Application developers can create a global application context attribute representing individual application users (for example, REALUSER), which can then be used for controlling each session attributes, or for auditing.

12.6 Oracle Virtual Private Database Data Dictionary Views

Oracle Database provides data dictionary views that list information about Oracle Virtual Private Database policies.
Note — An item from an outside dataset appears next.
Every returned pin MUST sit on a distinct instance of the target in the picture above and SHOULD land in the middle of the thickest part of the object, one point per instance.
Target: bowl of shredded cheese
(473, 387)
Table 12-4 lists Virtual Private Database-specific views

Table 12-4 Data Dictionary Views That Display Information about VPD Policies

View Description

ALL_POLICIES

Describes all Oracle Virtual Private Database security policies for objects accessible to the current user.

ALL_POLICY_ATTRIBUTES

Describes all the application context namespaces, attributes, and Virtual Private Database policy associations where the logged in user is the owner of the VPD policy or the VPD policy belongs to PUBLIC.

ALL_POLICY_CONTEXTS

Describes the driving contexts defined for the synonyms, tables, and views accessible to the current user. A driving context is an application context used in an Oracle Virtual Private Database policy.

ALL_POLICY_GROUPS

Describes the Oracle Virtual Private Database policy groups defined for the synonyms, tables, and views accessible to the current user

ALL_SEC_RELEVANT_COLS

Describes the security relevant columns of the security policies for the tables and views accessible to the current user

DBA_POLICIES

Describes all Oracle Virtual Private Database security policies in the database.

DBA_POLICY_ATTRIBUTES

Describes all the application context namespaces, attributes, and Virtual Private Database policy associations for context-sensitive and shared context-sensitive Virtual Private Database policies

DBA_POLICY_GROUPS

Describes all policy groups in the database.

DBA_POLICY_CONTEXTS

Describes all driving contexts in the database. Its columns are the same as those in ALL_POLICY_CONTEXTS.

DBA_SEC_RELEVANT_COLS

Describes the security relevant columns of all security policies in the database

UNIFIED_AUDIT_TRAIL

Captures the VPD predicates in the RLS_INFO column, for unified auditing and fine-grained auditing

USER_POLICIES

Describes all Oracle Virtual Private Database security policies associated with objects owned by the current user. This view does not display the OBJECT_OWNER column.

USER_POLICY_ATTRIBUTES

Describes all the application context namespaces, attributes, and Virtual Private Database policy associations where the owner of the Virtual Private Database policy is the current user

USER_POLICY_CONTEXTS

Describes the driving contexts defined for the synonyms, tables, and views owned by the current user. Its columns (except for OBJECT_OWNER) are the same as those in ALL_POLICY_CONTEXTS.

USER_SEC_RELEVANT_COLS

Describes the security relevant columns of the security policies for the tables and views owned by the current user. Its columns (except for OBJECT_OWNER) are the same as those in ALL_SEC_RELEVANT_COLS.

USER_POLICY_GROUPS

Describes the policy groups defined for the synonyms, tables, and views owned by the current user. This view does not display the OBJECT_OWNER column.

V$VPD_POLICY

For the current PDB, displays all the fine-grained security policies and predicates associated with the cursors currently in the library cache. This view is useful for finding the policies that were applied to a SQL statement.

Tip:

In addition to these views, check the database trace file if you find errors in application that use Virtual Private Database policies. The USER_DUMP_DEST initialization parameter specifies the current location of the trace files. You can find the value of this parameter by issuing SHOW PARAMETER USER_DUMP_DEST in SQL*Plus.